Barrel Arch Bridge – Lorton, Virginia - Atlas Obscura

Barrel Arch Bridge

This unique structure is the only one of its kind in Virginia. 


This bridge was built in 1946 by imprisoned laborers from the nearby Lorton Workhouse using bricks made in their brickyard. It is the only structure of its kind in the state of Virginia.

Known as voussoir arch bridges (so named for the wedge-shaped or tapered stones used to construct arches) or barrel arch bridges (due to the resemblance to the inside of a wooden barrel), this complex building style is among the strongest and most durable forms. (One of the oldest examples is the Caravan Bridge, which spans the Meles River in Turkey, and dates back to 850 B.C. It is one of the oldest human-made structures in continuous use.)

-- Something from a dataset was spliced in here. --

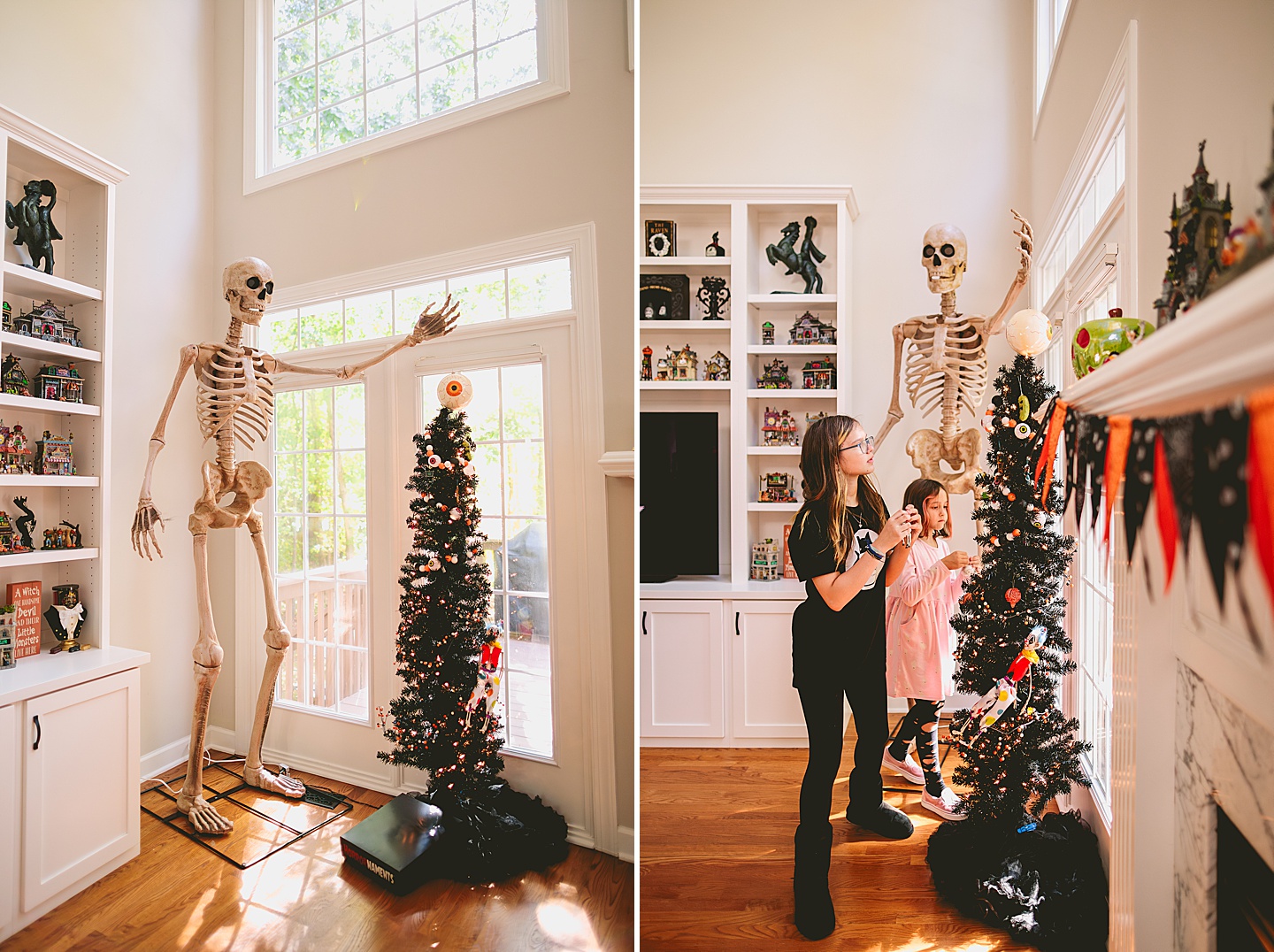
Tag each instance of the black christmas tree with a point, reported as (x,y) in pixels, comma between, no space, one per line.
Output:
(1010,861)
(445,604)
(449,660)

The Barrel Arch Bridge in Lorton is 23 feet wide and produces an interesting echo effect for those traveling underneath it. The bridge originally crossed a spur of the Lorton & Occoquan Railroad, but the passage is now a recreational trail, and atop the bridge is another trail that runs between historic Barrett House and Central Green at Laurel Hill Park.

Know Before You Go

The "shortcut" from the top of the bridge to the bottom is a rather steep grade. A nearby trail makes for a slightly longer but decidedly safer descent to the walking trail below.